If you're looking for a DJ fork with simple dampening, that can hold up to a lot of stuff, meant only to DJ, you've got the one. The dampening is meant to take one big hit at a time, on fast stutter bumps the fork will pack up.

For strictly dj and urban, it's perfect.


----------



## BWVDubya (Nov 19, 2007)

snaky69 said:


> If you're looking for a DJ fork with simple dampening, that can hold up to a lot of stuff, meant only to DJ, you've got the one. The dampening is meant to take one big hit at a time, on fast stutter bumps the fork will pack up.
> 
> For strictly dj and urban, it's perfect.


What do you mean PACK UP?


----------



## -.---.- (Jun 15, 2007)

well your not gonna die...the bike won't be riding you don't worry =)


----------



## Dirt Jumpin Maniac (Dec 1, 2007)

*Marzocchi Dj2 2007*

Hey ppl how r u all doin ???? anyway i would like 2 know what the max rim size 4 the dj2 2007 is 
cheerz 
Dom :thumbsup: :thumbsup:


----------



## snaky69 (Mar 8, 2005)

BWVDubya said:


> What do you mean PACK UP?


It will go into what's called a hydraulic lock, where the fork won't move anymore because oil cannot flow fast enough.


----------



## snaky69 (Mar 8, 2005)

Dirt Jumpin Maniac said:


> Hey ppl how r u all doin ???? anyway i would like 2 know what the max rim size 4 the dj2 2007 is
> cheerz
> Dom :thumbsup: :thumbsup:


Rim size is 26'', like almost all other on the market right now?

If you mean tire width, I think you can go up to 2.5, but who would want to? 2.5 are way to big an heavy and useless on a dirt jumping bike.


----------



## Dirt Jumpin Maniac (Dec 1, 2007)

cheers snakey i'll use 2.5 cose of the whole jumpin thing cheers


----------



## snaky69 (Mar 8, 2005)

Dirt Jumpin Maniac said:


> cheers snakey i'll use 2.5 cose of the whole jumpin thing cheers


I just checked you profile. Are you really using a 66 on a dr jekyll? That must handle like a big fat pig with the bike so slacked out.

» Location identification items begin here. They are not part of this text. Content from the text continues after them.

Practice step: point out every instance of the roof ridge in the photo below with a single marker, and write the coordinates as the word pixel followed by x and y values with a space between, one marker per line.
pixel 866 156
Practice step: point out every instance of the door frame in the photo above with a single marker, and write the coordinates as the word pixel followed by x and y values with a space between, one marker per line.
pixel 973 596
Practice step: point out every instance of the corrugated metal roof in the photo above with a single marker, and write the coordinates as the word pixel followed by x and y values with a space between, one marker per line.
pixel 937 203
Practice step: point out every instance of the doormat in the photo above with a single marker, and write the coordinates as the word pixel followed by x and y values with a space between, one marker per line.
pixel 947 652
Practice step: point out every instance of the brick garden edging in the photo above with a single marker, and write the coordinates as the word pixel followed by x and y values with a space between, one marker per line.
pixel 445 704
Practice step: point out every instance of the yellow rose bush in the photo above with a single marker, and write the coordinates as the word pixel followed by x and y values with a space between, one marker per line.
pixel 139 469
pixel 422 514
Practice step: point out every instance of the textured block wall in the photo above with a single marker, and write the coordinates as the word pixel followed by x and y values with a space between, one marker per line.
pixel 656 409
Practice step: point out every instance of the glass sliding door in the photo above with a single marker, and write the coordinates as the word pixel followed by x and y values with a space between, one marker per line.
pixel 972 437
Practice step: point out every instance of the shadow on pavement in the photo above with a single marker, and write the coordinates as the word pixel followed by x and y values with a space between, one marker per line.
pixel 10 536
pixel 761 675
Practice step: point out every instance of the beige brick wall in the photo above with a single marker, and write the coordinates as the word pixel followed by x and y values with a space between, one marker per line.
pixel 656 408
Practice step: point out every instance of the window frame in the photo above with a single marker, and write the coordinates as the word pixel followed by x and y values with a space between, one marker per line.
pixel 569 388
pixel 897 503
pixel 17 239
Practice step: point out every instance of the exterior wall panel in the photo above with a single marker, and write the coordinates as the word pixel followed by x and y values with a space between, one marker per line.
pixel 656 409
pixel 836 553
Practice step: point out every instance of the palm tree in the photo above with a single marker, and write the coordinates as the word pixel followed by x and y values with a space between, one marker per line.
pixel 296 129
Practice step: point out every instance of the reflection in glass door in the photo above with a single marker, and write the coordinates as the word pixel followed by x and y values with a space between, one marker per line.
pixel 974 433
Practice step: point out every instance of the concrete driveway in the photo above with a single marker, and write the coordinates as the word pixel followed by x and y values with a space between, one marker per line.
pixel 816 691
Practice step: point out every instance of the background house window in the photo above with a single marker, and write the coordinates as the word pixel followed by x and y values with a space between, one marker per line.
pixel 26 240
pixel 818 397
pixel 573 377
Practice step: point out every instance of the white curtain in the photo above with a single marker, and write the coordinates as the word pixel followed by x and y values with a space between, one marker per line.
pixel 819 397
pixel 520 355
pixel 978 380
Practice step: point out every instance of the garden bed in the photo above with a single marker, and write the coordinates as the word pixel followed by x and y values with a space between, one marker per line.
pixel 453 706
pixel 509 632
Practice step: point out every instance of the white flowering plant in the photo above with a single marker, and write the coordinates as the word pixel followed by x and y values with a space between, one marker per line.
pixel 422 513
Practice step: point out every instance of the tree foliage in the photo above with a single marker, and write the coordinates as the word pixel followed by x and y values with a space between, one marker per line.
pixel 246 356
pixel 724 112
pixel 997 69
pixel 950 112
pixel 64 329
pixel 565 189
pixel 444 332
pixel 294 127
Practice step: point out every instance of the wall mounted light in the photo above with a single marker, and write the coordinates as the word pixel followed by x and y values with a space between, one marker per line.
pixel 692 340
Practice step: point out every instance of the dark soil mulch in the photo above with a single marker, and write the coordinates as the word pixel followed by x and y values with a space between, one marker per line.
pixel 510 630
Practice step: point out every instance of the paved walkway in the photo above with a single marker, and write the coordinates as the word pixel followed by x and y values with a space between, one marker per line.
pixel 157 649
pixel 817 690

Identiti would probably void your warranty as well, putting that high a fork on there increases your chance of ripping off the headtube by a lot.


----------



## Dirt Jumpin Maniac (Dec 1, 2007)

yh m8 i no i'm using them 2 show my m8 u dont need them while he uses my dj2 2006's so i'll have the 06 dj2's bck 2morro i just wonna upgrade 2 2007 dj'1's rli !!!


----------



## snaky69 (Mar 8, 2005)

Dirt Jumpin Maniac said:


> yh m8 i no i'm using them 2 show my m8 u dont need them while he uses my dj2 2006's so i'll have the 06 dj2's bck 2morro i just wonna upgrade 2 2007 dj'1's rli !!!


Keep you 2006 dj2, you won't notice any difference between those and 2007 dj1's because there aren't any except for colour, they are the exact same fork, with the exact same dampening, the only difference is that on the dj1 the compression adjustment is external.

In other words: you'd be wasting money.


----------



## the_godfather (Jan 19, 2007)

snaky69 said:


> Keep you 2006 dj2, you won't notice any difference between those and 2007 dj1's because there aren't any except for colour, they are the exact same fork, with the exact same dampening, the only difference is that on the dj1 the compression adjustment is external.
> 
> In other words: you'd be wasting money.


i didn't think you could change the compression on a DJ series except by changing out the oil. the new 08 4x has rc3 damping


----------



## XSL_WiLL (Nov 2, 2004)

Dirt Jumpin Maniac said:


> yh m8 i no i'm using them 2 show my m8 u dont need them while he uses my dj2 2006's so i'll have the 06 dj2's bck 2morro i just wonna upgrade 2 2007 dj'1's rli !!!


Please don't type like a retard.


----------



## bbrz4 (Jun 12, 2007)

yay... poontelis II


----------